Хотите знать, что был «мир» для Фридриха Ницше? Вот этот мир: «Исполин силы, без начала и конца, прочная, литая громада силы, которая не становится ни больше, ни меньше, которая не расходуется, не тратится, только превращается, оставаясь как целое величиной неизменной… Дионисийский мир вечного самосотворения, вечного саморазрушения…» Этого «мира» Ницше нет в природе, он всего лишь миф, он никогда не существовал и не будет существовать. Этот «мир» Ницше украл у Платона из диалога «Тимей». Украв же, обвинил Платона в «испорченности потусторонности». Ведь Платон имел наглость считать, что кроме мира становления и превращения есть еще и потусторонний недвижимый мир, мир сущего, мир идей. Главная функция мира идей – служить богу-творцу образцом, шаблоном при творении мира становления и превращения. Бога-творца Платон назвал Ремесленником (Демиургом). Демиург творит материальный мир (мир становления), глядя на недвижимый первообраз, постигаемый разумом.

 

Александрийский еврей Филон в первом веке христианской эры истолковал Платона через библейский рассказ о творении. Сначала Б-г творит нечто, не имеющее видимого образа, идеальное. Потому и сказано: «Земля же была пуста и безвидна». По образцу мира идеального Б-г возводит материальный и видимый мир. Так архитектор, глядя в чертежи на вощеных табличках, строит город с дворцами, гаванями и рынками. Вслед за Филоном рабби Ошайя Раба в третьем столетии учил: «Царь земной, если строит дворец, не сам строит его, но зовет ремесленника, а ремесленник тоже не сам строит, но заглядывает в свитки и вощеные таблички и так узнает, как возвести комнаты, как устроить двери. Так и Святой, благословен Он, смотрел в Тору и творил мир» (Берешит раба, 1:1). Откуда рабби Ошайя узнал толкование Филона? Он жил в Кесарии Приморской (столице римской провинции Палестина) и общался там с отцом церкви Оригеном, который Филона читал и цитировал. От Оригена же пошла традиция к христианским богословам и европейским философам.

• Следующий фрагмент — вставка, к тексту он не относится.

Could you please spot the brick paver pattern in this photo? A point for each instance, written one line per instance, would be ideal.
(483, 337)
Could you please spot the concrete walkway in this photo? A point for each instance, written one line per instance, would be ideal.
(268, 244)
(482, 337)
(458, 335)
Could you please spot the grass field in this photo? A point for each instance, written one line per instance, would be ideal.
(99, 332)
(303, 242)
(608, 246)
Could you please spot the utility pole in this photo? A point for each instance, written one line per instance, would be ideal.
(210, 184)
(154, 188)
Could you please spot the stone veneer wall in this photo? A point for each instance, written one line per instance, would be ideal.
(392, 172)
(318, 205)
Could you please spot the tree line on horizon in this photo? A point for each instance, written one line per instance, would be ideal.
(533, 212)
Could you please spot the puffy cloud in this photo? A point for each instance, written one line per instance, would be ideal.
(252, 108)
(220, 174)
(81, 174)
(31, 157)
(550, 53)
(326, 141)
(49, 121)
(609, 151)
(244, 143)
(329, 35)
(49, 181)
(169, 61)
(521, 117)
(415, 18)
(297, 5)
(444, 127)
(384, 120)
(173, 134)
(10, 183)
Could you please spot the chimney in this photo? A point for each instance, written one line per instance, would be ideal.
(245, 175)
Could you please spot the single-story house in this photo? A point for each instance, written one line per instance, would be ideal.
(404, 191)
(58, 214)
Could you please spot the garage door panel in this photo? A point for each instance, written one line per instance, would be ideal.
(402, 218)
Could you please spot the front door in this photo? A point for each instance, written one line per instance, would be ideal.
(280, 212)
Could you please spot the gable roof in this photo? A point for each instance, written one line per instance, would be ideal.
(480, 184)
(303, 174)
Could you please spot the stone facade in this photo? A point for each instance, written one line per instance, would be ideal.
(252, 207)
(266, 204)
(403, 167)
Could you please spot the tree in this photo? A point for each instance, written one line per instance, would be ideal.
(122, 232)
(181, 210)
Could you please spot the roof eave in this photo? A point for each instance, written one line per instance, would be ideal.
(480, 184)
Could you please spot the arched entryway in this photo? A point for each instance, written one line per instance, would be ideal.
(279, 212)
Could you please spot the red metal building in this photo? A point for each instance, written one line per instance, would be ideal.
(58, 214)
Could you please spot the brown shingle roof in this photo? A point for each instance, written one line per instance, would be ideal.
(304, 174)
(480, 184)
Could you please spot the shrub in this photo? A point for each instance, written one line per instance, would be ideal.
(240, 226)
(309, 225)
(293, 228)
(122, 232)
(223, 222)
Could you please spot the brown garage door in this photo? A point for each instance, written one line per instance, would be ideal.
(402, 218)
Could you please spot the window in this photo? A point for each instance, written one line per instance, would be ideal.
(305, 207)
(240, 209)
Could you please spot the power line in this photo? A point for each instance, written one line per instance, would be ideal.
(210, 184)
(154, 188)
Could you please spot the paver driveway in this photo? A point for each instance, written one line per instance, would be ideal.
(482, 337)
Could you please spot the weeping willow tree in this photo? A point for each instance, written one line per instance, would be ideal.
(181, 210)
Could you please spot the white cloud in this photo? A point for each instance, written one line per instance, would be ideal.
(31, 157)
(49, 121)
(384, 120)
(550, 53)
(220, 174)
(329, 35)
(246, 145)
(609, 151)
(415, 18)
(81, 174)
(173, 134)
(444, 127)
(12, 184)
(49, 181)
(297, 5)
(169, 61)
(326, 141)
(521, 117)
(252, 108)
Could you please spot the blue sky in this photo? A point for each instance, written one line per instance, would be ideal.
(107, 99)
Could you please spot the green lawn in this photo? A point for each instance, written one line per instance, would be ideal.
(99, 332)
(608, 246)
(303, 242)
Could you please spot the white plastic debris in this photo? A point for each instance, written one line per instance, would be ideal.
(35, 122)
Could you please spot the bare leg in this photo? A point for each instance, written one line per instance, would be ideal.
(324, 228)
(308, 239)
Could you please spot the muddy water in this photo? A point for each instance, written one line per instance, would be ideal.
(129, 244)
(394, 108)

Эту традицию Ницше отверг. Время ее отвергло. В XIX столетии небеса рухнули на землю, не стало опоры для морали и ценностей. Нигилизм захлестнул все. И тогда Ницше предложил выход. Если «всеобщее счастье» и «справедливость» – только лицемерный обман евреев и христиан, если нет «потустороннего мира», а «Б-г умер», то ценность осталась лишь одна – самое жизнь в пакете с болью и тоской. Нет ничего «по ту сторону бытия»: ни блага, ни Б-га, ни ангелов. Лишь этот мир существует. «Хотите знать имя этому миру?» – спрашивает философ. И отвечает: «Этот мир есть воля к могуществу и ничего, кроме этого». Если же кого-то тошнит и от воли, и от могущества, если муть подступает к горлу, так ведь Ницше и не обещал «счастья», он презирал «удовольствие». Единственная ценность для него – умножение жизни, изобилие жизни, пусть ценой боли (тем лучше!). Ведь все, что нужно, это (по слову Пастернака)

 

…быть живым, живым и только,

Живым и только до конца.

 

Воля к могуществу разлита повсюду. Сильный атом притягивает, старается поглотить. Слабый атом отталкивает, сопротивляется поглощению. Протоплазма простирает свои псевдоподии и ощупывает ими все вокруг себя. Здесь нет «закона», говорит Ницше, а есть лишь степень сопротивления и превосходства мощи. Закона нет: каждая власть в каждый данный момент развивается до последних своих пределов.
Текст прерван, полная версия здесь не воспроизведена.